Une étude publiée le mois dernier avait mis en évidence une corrélation entre l’augmentation du temps de jeu et les ruptures du tendon d’Achille. La NBA a remis en cause à plusieurs reprises ces conclusions.
Dans le cadre de cette étude menée par l’Université de Californie à San Francisco, les 19 ruptures du tendon d’Achille subies par des joueurs de la NBA au cours des onze dernières années ont fait l’objet d’une analyse approfondie. Une analyse de divers facteurs a été réalisée. Parmi ceux-ci figuraient le temps de jeu avant la survenue de la blessure, la fréquence des matchs, l’âge du joueur, son poste et son rôle, ainsi que les blessures subies pendant la jeunesse. Une corrélation, c’est-à-dire un lien statistique, n’a pu être établie qu’en ce qui concerne le temps de jeu.
Cette étude a été motivée par l’augmentation significative de ce type de blessure observée récemment. Alors que, dans toute l’histoire de la NBA, jamais plus de quatre joueurs ne s’étaient déchiré le tendon d’Achille au cours d’une même saison, la saison 2024/25 en a compté pas moins de sept. Parmi eux figuraient les superstars Tyrese Haliburton, Jayson Tatum et Damian Lillard. Au cours de la saison qui vient de s’achever, ce nombre est d’ailleurs retombé à un seul joueur (Donte DiVincenzo).

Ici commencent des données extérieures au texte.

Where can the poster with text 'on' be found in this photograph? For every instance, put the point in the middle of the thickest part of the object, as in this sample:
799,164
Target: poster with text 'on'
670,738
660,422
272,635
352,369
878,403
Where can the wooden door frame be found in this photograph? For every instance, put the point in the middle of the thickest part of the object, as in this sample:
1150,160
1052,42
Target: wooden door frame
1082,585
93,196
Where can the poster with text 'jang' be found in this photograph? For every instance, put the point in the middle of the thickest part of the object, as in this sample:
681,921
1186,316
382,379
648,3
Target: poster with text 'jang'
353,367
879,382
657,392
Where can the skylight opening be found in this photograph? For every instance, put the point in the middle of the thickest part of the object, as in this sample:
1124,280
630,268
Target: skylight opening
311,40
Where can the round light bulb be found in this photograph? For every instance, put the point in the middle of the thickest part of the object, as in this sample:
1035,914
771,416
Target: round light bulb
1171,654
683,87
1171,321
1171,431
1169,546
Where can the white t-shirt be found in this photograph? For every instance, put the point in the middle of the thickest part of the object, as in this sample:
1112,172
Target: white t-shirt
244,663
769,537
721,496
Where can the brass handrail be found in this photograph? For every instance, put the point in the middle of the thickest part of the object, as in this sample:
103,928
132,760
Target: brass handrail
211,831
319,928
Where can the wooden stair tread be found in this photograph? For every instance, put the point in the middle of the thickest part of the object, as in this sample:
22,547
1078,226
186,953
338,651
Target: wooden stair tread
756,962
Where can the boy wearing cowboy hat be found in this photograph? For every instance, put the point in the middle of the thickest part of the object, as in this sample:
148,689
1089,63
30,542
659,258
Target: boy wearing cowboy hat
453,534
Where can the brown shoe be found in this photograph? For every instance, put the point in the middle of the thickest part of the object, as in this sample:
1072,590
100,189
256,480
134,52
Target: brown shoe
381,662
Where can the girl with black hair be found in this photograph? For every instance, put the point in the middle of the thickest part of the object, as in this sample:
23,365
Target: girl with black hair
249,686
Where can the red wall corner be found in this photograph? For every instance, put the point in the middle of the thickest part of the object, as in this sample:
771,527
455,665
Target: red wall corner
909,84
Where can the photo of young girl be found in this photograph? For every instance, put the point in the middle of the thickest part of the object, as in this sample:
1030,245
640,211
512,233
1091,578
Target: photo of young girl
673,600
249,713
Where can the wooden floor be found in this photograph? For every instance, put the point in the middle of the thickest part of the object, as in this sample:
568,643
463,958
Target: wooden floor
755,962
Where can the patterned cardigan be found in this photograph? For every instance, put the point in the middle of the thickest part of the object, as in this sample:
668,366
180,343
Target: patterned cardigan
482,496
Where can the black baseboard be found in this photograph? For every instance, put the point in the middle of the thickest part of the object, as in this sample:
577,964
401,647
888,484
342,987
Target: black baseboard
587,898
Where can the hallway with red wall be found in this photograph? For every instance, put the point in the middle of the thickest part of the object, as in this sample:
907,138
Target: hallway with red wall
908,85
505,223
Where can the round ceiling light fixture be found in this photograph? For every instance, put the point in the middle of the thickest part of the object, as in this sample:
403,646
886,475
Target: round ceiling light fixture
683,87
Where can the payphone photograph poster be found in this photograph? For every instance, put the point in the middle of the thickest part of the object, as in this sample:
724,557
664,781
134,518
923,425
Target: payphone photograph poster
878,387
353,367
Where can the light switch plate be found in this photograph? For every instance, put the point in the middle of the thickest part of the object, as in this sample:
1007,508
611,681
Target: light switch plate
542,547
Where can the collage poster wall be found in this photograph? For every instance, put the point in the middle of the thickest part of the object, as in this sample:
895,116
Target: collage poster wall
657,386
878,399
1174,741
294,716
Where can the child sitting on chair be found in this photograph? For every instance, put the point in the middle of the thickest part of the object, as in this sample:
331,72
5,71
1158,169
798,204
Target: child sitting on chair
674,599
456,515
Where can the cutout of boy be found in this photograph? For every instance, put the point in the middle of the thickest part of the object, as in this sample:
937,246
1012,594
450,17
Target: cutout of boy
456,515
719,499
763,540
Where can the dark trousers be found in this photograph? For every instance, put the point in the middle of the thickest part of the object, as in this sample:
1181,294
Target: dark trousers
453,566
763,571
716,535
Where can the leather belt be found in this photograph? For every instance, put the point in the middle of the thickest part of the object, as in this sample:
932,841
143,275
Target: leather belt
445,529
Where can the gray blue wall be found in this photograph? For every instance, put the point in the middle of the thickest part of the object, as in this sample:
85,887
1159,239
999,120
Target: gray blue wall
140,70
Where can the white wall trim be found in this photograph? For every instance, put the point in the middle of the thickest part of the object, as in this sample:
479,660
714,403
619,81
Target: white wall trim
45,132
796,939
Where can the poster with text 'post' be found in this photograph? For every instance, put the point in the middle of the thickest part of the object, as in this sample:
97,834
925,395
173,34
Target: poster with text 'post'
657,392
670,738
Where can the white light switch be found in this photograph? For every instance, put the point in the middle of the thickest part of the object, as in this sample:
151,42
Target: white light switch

La NBA relève des « limites méthodologiques » dans l’étude
Dans la conclusion de l’étude, les auteurs ont expliqué que chez les joueurs concernés, « des pics de sollicitation importants avaient été constatés au cours des dix à quinze matchs précédant une rupture du tendon d’Achille ».
La NBA met en doute cette interprétation. Le Dr John DiFiori, directeur du département de médecine sportive de la ligue, a déclaré : « Bien que nous saluions toute nouvelle recherche, nous estimons que la récente publication sur ce sujet présente d’importantes limites méthodologiques. »
Bien qu’il n’ait pas précisé ce qu’il entendait par là, il a ajouté que les données de la ligue reflétaient d’autres résultats. On n’aurait pu constater « aucun lien entre les ruptures du tendon d’Achille et la durée de jeu avant la survenue de la blessure ».